The system and methods of the invention process this data and
integrate it to optimize clinical decision support, for example to
select the drug(s) that have the highest probability of a positive
therapeutic outcome for a particular patient. The methods comprise
creating a patient-specific phenotype model and classifying the
patient according to that phenotype model by comparison to a set of
pre-defined phenotype models. The pre-defined phenotype models and
the patient-specific phenotype models generated by the methods of
the invention thus integrate both structured and unstructured data.
The phenotype models are generated using one or more learning
machines, preferably a support vector machine (SVM). In accordance
with the methods of the invention, the phenotype models (and the
pattern classification sets from structured and unstructured data
which are integrated to form a phenotype model) can be evaluated as
to selection logic using metrics similar to those used for
information retrieval tasks. These include sensitivity (recall),
specificity, positive predictive value (PPV, also known as
precision), and negative predictive value. If a population is
assessed for case and control status, then another useful metric is
comparing the receiver operator characteristic (ROC) curves. ROC
curves graph the sensitivity vs. false positive rate (or,
1-specificity) given a continuous measure of the outcome of the
algorithm. By calculating the area under the ROC curve (AUC), one
has a single measure of the overall performance of an algorithm
that can be used to compare two algorithms or selection logics.

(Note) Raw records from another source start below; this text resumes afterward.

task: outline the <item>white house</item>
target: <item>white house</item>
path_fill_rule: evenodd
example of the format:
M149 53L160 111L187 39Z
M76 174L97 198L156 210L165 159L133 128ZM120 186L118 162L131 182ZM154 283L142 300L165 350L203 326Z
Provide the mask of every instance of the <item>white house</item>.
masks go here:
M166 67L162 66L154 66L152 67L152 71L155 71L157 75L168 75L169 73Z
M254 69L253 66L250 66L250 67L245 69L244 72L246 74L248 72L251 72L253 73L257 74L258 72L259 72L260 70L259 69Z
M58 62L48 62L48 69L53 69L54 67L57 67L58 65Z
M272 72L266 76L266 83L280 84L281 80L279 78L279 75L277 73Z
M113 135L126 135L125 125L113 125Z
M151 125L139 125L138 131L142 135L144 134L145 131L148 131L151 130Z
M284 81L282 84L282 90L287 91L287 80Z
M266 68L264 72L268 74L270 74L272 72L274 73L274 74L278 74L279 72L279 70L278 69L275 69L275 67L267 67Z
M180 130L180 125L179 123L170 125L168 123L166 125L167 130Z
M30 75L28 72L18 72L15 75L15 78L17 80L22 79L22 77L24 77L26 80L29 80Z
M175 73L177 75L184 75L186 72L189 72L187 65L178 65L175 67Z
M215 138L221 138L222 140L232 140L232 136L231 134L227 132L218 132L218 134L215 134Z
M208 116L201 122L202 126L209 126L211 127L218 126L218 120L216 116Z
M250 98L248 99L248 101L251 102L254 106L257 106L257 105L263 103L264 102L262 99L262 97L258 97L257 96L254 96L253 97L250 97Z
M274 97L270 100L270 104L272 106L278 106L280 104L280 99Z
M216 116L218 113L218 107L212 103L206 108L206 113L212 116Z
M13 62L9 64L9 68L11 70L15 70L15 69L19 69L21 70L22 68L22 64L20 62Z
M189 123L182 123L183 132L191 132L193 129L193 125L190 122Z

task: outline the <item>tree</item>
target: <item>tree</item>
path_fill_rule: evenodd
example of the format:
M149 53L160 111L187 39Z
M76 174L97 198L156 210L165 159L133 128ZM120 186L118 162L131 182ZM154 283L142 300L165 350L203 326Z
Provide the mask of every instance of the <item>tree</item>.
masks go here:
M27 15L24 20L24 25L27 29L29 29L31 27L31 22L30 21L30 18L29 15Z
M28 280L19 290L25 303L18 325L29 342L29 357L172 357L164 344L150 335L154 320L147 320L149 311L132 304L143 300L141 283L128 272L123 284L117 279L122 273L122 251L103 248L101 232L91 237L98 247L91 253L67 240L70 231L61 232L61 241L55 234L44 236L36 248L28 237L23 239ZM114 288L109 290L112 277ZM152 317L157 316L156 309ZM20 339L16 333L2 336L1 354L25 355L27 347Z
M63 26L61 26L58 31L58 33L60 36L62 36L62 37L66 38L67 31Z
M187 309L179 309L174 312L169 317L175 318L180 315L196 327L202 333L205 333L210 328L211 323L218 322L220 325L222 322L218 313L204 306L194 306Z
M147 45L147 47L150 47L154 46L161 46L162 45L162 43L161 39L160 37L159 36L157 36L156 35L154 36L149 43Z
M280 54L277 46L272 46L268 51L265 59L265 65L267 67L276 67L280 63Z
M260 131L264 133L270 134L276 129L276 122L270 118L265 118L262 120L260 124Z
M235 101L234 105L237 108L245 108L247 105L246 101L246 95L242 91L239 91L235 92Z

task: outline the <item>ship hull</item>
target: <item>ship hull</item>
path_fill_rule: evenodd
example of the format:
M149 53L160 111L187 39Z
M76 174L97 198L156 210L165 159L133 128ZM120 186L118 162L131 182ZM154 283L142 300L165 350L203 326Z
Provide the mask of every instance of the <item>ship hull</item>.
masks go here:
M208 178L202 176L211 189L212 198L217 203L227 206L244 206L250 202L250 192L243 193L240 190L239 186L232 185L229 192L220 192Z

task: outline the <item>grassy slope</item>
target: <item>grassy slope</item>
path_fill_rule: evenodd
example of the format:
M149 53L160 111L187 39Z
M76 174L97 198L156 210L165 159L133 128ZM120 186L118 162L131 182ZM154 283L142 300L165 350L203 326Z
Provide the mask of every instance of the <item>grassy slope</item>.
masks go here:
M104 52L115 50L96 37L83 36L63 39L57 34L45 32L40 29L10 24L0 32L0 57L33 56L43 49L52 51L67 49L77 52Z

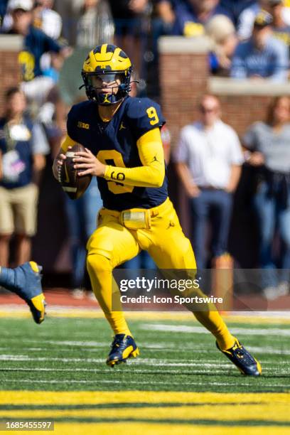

Since the scale of the graph is 0 to 1 on 3 axes, the performance
of a perfect algorithm is 1.5, and random chance is 0.5.
[0075] FIG. 1 is a simplified block diagram of an exemplary system
of the invention. As shown in the figure, incoming data can enter
the system via two different routes, based on whether the data are
in the form of structured or unstructured data types 1.
[0076] For unstructured data such as text, the data is transmitted
to the Text mining module, where it is processed using a Semantic
ontology processor 2. The Semantic ontology processor uses a
machine learning method to extracts data through a Semantic web
interface 3 from a plurality of medical ontologies from the web 4.
These data are used to create ontology from the semantic web to
form an Ontology training set 5 which undergoes an unsupervised
machine learning process. The Semantic ontology processor 2
searches input material for a disease or other terms of interest.
Once the input material disease or other terms of interest are
located in the ontology, the terms from the desired relationships
are also identified. The type of relationship, distance (e.g.,
number of intervening terms), direction of link, or other
restriction may be used to determine associated terms. The
associated terms are collected and placed into the Ontology
training set 5. The collected set may be used automatically in a
"leave one out" approach to identify desired results, such as
selecting only terms associated with a sufficient probability based
on training.
[0077] The semantic web contains medical ontologies, such as Web
Ontology Language (OWL), Gene Ontology (GO), Medical Subject
Headings (MeSH) and Unified Medical Language System (UMLS), that
provide relationship information for various terms. The Semantic
Web technologies produced by the World Wide Web Consortium (W3C)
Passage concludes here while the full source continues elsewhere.